Third, I absolutely needed my iPhone for actual video conferencing. The iPad can do conferencing, but it’s form factor sucks for this kind of activity. That’s fine, and I’d be doing the same if I was doing interviews or video chats with a working MacBook Air in my possession. Still, you’re going to want another camera (and a headset with microphones) if you need to so high(ish) quality calls when you’re working purely from an iPad Pro.
And that’s really it. Beyond the Google Docs app being a trash fire (and, I would point out, it is also just a less-bad trashfire when accessed using Safari on a MacBook Air), the inane complexity of Slideover, and need for a separate device for video calls, the iPad Pro pretty nicely replaced my workflow on the Air. I missed the slightly larger screen, but not so much that it was a real issue.
Concluding Thoughts
I really appreciated and liked using my iPad Pro and iPhone Pro full time. It was easy to set up and tear down. It let me get my work done with fewer distractions than on my MacBook Air. And the screen is noticeably higher quality than the Air.

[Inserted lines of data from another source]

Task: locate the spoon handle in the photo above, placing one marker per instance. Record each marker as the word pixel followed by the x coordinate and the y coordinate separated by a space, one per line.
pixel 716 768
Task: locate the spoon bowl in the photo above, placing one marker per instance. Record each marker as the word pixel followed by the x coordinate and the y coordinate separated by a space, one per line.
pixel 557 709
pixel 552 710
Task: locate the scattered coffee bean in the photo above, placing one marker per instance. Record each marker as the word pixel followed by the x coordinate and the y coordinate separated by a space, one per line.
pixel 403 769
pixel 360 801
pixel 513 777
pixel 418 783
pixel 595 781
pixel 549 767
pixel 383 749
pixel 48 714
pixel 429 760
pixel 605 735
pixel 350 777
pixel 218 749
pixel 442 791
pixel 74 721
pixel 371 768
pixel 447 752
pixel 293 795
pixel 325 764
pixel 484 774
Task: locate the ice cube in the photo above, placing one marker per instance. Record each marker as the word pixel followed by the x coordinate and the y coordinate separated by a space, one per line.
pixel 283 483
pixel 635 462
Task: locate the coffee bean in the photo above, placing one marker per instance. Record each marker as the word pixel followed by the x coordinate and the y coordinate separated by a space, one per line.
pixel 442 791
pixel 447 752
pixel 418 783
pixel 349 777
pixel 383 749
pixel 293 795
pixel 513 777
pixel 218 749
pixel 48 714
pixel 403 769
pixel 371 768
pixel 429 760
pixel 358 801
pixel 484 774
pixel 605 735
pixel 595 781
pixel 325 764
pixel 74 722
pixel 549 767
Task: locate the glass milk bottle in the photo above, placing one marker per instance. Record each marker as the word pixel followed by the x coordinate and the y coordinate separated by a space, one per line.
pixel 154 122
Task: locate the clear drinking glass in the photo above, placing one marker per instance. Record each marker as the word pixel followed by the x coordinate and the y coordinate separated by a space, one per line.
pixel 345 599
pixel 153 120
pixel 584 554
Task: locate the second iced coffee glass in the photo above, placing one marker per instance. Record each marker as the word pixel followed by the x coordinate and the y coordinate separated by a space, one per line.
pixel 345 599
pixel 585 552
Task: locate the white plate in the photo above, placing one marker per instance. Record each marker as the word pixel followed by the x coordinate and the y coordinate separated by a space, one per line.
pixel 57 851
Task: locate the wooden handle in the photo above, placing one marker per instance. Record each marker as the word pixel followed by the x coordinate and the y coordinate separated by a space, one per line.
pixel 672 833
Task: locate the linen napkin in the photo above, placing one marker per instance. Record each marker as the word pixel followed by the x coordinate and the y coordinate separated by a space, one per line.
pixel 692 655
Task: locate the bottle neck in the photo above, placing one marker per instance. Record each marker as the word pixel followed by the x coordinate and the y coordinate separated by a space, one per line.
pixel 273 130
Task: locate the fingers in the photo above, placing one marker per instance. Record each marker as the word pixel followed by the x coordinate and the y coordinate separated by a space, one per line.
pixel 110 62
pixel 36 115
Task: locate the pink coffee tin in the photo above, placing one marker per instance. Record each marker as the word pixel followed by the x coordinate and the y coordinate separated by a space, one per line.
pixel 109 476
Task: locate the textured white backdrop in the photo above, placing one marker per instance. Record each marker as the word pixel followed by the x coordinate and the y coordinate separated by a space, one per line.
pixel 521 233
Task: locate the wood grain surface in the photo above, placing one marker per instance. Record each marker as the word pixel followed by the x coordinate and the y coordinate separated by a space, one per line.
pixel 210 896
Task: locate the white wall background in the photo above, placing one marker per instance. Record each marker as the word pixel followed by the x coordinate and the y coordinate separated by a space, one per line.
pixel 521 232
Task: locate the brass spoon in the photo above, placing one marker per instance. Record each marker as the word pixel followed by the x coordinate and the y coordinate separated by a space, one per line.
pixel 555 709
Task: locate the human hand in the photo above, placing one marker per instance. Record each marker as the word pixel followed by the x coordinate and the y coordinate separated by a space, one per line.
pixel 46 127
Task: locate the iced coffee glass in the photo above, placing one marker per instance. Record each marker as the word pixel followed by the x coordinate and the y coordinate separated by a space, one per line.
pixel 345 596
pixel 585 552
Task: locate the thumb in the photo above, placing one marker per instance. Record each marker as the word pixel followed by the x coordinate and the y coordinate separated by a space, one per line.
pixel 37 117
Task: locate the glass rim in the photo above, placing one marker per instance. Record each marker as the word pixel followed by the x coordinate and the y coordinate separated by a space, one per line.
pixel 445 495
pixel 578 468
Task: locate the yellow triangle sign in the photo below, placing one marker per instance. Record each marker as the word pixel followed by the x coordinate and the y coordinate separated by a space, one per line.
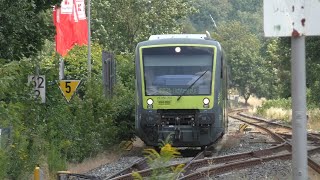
pixel 68 87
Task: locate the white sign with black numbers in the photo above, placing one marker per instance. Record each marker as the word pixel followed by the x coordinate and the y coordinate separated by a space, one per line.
pixel 39 84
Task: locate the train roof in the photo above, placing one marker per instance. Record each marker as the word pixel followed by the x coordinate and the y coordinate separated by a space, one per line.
pixel 179 39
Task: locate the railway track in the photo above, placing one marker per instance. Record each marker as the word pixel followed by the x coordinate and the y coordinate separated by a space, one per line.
pixel 201 166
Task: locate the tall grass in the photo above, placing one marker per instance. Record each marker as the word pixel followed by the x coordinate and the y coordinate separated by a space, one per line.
pixel 280 109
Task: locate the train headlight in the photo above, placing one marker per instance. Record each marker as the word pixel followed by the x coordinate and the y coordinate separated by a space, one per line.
pixel 149 101
pixel 206 101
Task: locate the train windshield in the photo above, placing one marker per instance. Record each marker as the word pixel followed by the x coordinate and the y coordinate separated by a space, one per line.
pixel 176 71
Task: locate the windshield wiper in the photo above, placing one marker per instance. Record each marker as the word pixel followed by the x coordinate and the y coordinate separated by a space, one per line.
pixel 192 85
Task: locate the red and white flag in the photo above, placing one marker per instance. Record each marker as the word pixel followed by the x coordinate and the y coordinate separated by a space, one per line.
pixel 71 25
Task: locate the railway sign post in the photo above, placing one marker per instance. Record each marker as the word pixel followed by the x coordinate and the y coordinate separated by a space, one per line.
pixel 68 88
pixel 295 19
pixel 39 83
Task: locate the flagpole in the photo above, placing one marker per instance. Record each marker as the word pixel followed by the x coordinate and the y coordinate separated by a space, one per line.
pixel 89 39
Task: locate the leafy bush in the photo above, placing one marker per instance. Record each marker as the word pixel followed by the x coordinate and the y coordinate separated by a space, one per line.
pixel 58 130
pixel 277 103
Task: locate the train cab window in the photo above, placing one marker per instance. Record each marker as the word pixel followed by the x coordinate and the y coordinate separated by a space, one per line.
pixel 170 72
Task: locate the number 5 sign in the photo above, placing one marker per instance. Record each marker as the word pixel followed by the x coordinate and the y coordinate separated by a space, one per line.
pixel 68 87
pixel 39 84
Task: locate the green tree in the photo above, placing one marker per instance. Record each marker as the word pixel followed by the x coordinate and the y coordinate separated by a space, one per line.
pixel 248 68
pixel 121 24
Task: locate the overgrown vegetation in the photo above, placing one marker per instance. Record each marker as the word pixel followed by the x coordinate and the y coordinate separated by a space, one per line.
pixel 59 132
pixel 159 162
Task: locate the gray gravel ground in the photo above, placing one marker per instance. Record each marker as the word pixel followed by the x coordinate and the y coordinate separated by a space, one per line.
pixel 233 142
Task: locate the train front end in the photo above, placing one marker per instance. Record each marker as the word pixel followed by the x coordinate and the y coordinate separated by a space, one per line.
pixel 177 91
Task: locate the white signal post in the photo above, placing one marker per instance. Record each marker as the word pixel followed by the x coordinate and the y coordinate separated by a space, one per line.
pixel 295 19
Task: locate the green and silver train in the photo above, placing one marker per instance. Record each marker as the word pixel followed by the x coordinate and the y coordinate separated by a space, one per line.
pixel 181 90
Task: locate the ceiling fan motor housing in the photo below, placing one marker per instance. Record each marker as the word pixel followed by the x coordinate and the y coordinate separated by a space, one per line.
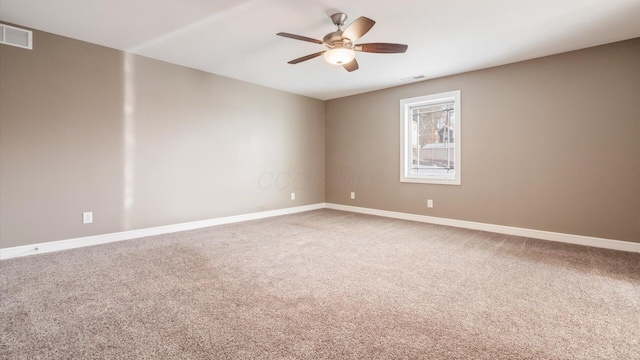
pixel 335 40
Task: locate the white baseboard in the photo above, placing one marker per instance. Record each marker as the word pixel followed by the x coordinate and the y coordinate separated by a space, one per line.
pixel 41 248
pixel 508 230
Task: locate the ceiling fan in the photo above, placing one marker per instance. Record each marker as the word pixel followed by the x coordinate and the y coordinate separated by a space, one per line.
pixel 341 44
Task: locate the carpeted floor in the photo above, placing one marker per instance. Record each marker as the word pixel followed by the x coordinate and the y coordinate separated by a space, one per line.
pixel 323 285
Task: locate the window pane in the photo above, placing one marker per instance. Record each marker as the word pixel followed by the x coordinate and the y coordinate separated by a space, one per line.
pixel 432 137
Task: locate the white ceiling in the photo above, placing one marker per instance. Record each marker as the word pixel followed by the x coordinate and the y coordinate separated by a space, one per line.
pixel 236 38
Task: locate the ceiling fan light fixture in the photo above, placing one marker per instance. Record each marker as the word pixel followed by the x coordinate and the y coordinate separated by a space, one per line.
pixel 339 56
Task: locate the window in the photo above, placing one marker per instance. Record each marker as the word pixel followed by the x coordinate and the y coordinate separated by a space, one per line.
pixel 430 139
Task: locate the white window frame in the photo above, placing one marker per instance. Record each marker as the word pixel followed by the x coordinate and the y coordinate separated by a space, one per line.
pixel 405 139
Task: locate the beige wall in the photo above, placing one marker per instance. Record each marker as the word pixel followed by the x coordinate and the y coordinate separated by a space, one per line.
pixel 142 143
pixel 550 144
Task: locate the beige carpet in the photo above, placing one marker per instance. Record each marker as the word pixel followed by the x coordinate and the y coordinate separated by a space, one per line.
pixel 323 285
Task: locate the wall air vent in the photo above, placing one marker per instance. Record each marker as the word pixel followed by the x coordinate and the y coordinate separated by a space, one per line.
pixel 14 36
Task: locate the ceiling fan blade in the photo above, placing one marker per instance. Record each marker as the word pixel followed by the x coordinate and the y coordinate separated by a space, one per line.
pixel 381 48
pixel 305 58
pixel 298 37
pixel 351 65
pixel 358 28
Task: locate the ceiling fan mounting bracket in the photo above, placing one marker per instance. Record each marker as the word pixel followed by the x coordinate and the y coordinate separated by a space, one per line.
pixel 339 19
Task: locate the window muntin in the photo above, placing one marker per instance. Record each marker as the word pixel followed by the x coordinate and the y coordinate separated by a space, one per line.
pixel 431 139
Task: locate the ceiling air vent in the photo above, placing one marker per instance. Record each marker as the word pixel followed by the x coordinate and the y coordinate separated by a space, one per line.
pixel 16 37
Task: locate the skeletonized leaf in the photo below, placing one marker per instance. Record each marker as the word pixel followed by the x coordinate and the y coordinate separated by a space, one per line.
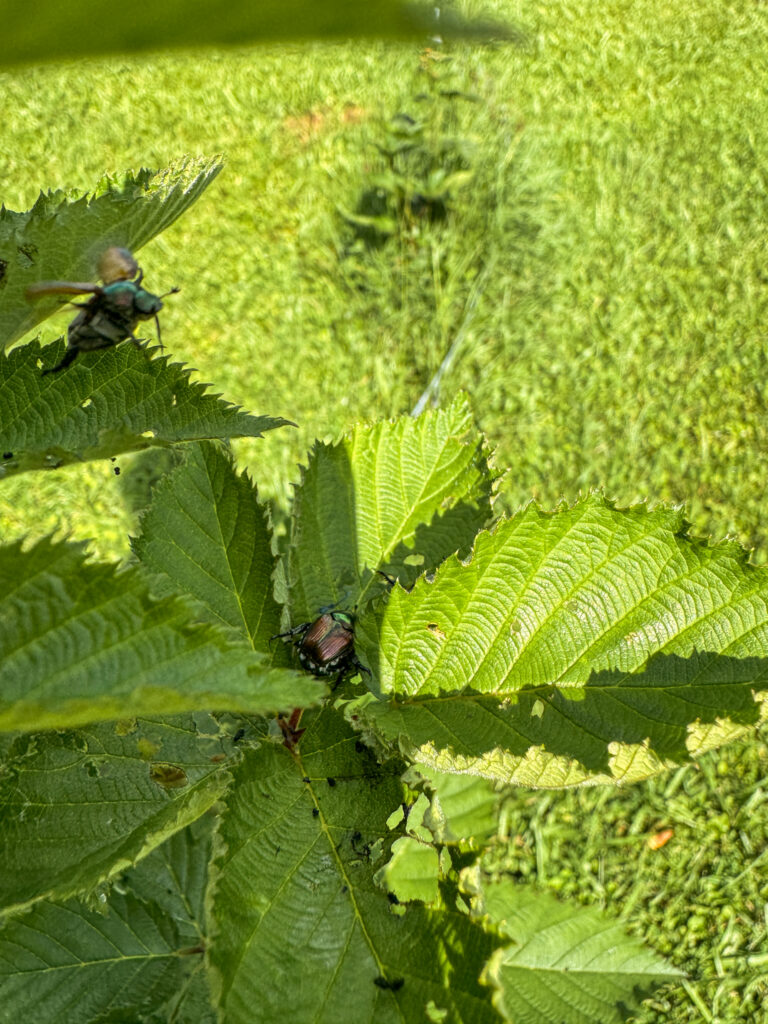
pixel 462 807
pixel 294 897
pixel 151 27
pixel 206 532
pixel 64 233
pixel 108 402
pixel 566 965
pixel 76 807
pixel 82 642
pixel 399 496
pixel 136 957
pixel 589 644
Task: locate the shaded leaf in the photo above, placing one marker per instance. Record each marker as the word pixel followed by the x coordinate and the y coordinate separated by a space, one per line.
pixel 64 233
pixel 108 402
pixel 77 807
pixel 207 535
pixel 138 957
pixel 81 642
pixel 294 897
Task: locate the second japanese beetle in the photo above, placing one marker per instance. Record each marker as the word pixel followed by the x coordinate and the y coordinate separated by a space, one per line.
pixel 113 310
pixel 326 645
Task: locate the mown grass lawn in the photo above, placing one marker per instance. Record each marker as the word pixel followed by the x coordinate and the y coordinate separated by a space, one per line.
pixel 604 270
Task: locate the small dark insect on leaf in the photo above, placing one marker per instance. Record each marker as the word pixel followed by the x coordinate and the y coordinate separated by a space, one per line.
pixel 326 645
pixel 112 312
pixel 393 986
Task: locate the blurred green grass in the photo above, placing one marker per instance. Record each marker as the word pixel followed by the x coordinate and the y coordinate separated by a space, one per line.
pixel 620 199
pixel 614 233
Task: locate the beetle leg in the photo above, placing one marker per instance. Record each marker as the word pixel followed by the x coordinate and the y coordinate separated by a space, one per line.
pixel 291 731
pixel 290 633
pixel 160 337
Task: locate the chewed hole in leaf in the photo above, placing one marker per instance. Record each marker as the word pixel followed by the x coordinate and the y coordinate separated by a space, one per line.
pixel 415 559
pixel 168 775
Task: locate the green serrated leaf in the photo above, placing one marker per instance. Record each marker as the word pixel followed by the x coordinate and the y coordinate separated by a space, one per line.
pixel 463 807
pixel 150 27
pixel 412 870
pixel 66 964
pixel 81 642
pixel 62 236
pixel 566 965
pixel 109 402
pixel 136 956
pixel 77 807
pixel 294 896
pixel 207 535
pixel 587 645
pixel 399 496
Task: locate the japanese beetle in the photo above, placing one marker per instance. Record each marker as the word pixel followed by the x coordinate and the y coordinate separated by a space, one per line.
pixel 113 310
pixel 327 645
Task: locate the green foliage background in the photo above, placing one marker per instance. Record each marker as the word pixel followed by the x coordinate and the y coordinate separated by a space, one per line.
pixel 619 339
pixel 619 195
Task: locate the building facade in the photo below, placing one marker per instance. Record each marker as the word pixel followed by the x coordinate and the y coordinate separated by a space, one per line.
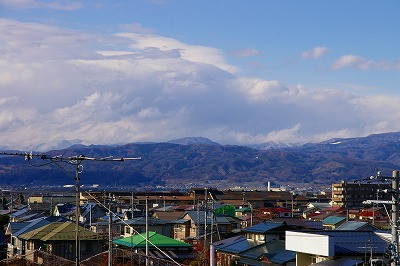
pixel 352 195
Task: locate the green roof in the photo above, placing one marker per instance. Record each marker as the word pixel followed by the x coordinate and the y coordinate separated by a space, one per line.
pixel 138 241
pixel 59 231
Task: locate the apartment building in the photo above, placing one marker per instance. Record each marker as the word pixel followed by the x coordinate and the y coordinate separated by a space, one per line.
pixel 351 195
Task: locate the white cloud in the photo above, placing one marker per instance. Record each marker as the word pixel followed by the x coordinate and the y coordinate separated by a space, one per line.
pixel 364 64
pixel 316 52
pixel 246 53
pixel 137 28
pixel 55 85
pixel 59 5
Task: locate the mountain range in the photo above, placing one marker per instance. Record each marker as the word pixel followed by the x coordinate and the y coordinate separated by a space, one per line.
pixel 191 162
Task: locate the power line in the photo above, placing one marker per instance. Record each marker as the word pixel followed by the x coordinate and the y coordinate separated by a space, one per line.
pixel 76 161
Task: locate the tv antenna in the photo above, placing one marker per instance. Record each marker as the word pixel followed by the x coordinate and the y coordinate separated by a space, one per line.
pixel 76 161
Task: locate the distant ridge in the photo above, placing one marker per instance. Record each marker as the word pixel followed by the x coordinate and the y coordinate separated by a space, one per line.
pixel 192 162
pixel 193 140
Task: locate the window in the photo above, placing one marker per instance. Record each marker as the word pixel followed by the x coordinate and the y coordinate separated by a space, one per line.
pixel 89 247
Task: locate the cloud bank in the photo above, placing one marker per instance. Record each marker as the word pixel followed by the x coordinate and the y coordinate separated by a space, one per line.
pixel 59 84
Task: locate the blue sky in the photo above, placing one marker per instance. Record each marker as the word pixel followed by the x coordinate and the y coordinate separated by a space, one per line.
pixel 237 72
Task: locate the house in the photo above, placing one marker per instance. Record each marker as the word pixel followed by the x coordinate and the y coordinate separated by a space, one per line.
pixel 59 239
pixel 263 243
pixel 91 212
pixel 65 209
pixel 219 224
pixel 138 225
pixel 273 212
pixel 160 246
pixel 168 215
pixel 320 246
pixel 16 245
pixel 332 222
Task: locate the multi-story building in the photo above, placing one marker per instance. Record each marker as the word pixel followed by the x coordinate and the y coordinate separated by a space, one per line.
pixel 352 195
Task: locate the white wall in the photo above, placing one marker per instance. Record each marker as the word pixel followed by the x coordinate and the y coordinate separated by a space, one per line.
pixel 309 243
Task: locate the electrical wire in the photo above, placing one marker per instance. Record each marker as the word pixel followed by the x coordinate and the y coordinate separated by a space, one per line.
pixel 163 252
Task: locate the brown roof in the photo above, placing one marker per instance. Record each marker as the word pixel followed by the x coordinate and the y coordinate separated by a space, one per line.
pixel 168 215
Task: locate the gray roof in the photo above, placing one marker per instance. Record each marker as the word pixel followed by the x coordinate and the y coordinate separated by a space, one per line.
pixel 15 226
pixel 238 246
pixel 142 221
pixel 263 228
pixel 217 219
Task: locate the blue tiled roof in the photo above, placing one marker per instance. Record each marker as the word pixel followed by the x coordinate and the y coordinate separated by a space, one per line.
pixel 218 219
pixel 332 220
pixel 357 225
pixel 268 249
pixel 283 257
pixel 29 226
pixel 340 262
pixel 262 228
pixel 238 246
pixel 15 226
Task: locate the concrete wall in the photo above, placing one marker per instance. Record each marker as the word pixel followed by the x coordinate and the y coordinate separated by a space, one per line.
pixel 309 243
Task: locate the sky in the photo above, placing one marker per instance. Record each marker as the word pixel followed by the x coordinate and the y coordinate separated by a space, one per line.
pixel 236 72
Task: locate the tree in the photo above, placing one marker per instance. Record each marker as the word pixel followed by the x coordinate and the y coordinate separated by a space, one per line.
pixel 20 198
pixel 4 220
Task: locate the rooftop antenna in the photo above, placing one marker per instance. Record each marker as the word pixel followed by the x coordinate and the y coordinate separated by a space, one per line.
pixel 76 161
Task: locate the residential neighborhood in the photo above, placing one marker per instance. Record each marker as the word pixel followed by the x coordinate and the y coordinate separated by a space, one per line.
pixel 226 227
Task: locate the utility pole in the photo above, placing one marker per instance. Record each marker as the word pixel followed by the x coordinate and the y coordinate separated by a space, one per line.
pixel 147 232
pixel 395 215
pixel 131 206
pixel 72 160
pixel 205 219
pixel 394 191
pixel 77 214
pixel 109 233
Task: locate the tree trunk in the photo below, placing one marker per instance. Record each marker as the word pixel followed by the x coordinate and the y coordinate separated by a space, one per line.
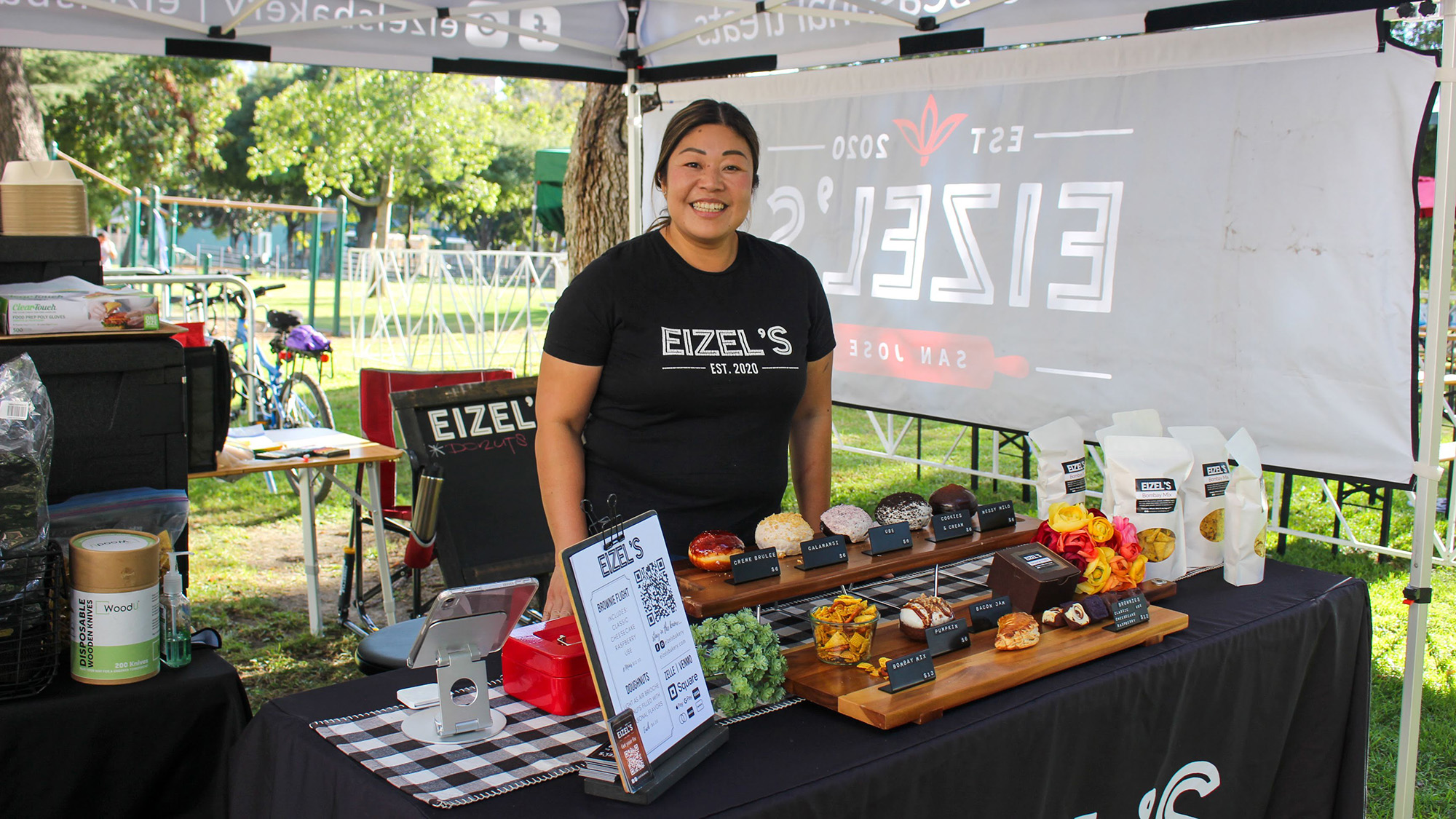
pixel 387 209
pixel 365 229
pixel 595 194
pixel 21 132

So if you have a relatively writing- and speaking-focused job, and are doing neither a lot of video or audio editing (or, I suspect, spreadsheet work) then the iPad Pro could be a good fit for your workflow. Does that mean that it’s better than working off a laptop? Nope! But also that what a lot of reviewers consider to be ‘normal’ and what authors and policy folks think are ‘normal’ are very different, with the latter category being pretty well supported on iPad Pros.